What began in late September with temperatures in the nineties and insects buzzing ’round my head has now come to late December. The bugs are gone, as are the leaves and fair weather hunters. Short sleeves have been replaced by multiple layers and Gore-Tex. Coffee serves as stimulant and anti-freeze in the pre-dawn darkness, and I continually check weather reports for cold fronts and low temperatures.
My hands are rough and cracked from the cold and the use of hard water from the well. Yes, it is Texas. Yes, it gets cold here. Not constantly, and not as bitter as friends experience farther north, but sitting in an unprotected tree stand when a blue norther blows through the Hill Country without the proper clothing will make you a believer. Our first snow this year hit the ground almost a month ago during one of my hunts.

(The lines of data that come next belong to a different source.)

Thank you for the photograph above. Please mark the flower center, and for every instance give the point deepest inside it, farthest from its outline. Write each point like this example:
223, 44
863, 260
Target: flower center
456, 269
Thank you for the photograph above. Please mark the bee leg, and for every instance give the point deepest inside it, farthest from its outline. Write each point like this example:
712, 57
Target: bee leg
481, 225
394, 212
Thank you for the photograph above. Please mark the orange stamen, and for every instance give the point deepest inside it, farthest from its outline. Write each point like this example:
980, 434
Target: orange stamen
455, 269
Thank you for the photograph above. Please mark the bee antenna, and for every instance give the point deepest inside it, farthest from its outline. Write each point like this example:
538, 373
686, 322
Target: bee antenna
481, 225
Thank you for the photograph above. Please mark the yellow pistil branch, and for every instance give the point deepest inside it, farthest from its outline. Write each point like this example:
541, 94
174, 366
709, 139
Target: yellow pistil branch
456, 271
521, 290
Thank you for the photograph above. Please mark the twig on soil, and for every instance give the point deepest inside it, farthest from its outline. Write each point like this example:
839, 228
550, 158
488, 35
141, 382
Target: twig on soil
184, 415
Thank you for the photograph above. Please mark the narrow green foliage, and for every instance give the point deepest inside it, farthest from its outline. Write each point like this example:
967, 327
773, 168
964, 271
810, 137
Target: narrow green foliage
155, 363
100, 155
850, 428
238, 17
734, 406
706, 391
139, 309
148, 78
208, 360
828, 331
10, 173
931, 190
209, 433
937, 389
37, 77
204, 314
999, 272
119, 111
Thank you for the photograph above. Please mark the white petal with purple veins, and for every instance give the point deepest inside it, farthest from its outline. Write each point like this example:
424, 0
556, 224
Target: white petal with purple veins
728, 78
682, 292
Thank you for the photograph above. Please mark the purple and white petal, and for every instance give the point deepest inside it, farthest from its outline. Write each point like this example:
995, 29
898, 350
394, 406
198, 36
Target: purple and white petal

This is tough country. Rocky and arid, with many ranches focusing on sheep and goats rather than the requisite Texas cattle. The smaller and more hardy animals are better suited to thrive in this environment. Unfortunately some ranchers allow the sheep and goats to overgraze and damage the land. Cactus and junipers plague those places, which stand in stark contrast to the ranches managed by stewards of the land.

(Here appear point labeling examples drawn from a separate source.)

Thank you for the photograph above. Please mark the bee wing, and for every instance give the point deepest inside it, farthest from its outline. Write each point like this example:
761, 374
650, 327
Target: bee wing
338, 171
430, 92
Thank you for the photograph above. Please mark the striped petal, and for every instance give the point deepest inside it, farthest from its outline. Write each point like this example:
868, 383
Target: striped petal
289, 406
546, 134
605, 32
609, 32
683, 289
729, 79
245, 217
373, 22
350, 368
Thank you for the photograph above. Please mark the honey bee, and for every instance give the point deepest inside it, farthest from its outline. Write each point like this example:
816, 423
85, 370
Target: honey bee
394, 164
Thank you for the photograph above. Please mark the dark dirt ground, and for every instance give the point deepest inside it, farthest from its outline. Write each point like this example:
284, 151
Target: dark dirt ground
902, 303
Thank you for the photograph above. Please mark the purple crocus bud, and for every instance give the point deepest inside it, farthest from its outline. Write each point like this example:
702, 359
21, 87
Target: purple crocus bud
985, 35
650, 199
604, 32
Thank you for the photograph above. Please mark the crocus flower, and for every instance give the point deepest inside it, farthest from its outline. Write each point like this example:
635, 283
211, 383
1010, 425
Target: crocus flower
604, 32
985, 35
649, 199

Everywhere there are reminders of those who have come before. Historical markers. Tumbledown buildings. Cemeteries. Arrowheads.
Before the immigrants, this was Comanche territory. It’s not hard to imagine them here. Mass graves mark the resting place of hapless wagon trains who crossed their paths.
I think of them all, and give thanks as I make meat for winter with my high-tech clothing and bow. As the cold north wind blows and moans, I wonder what ghosts are witness to my success.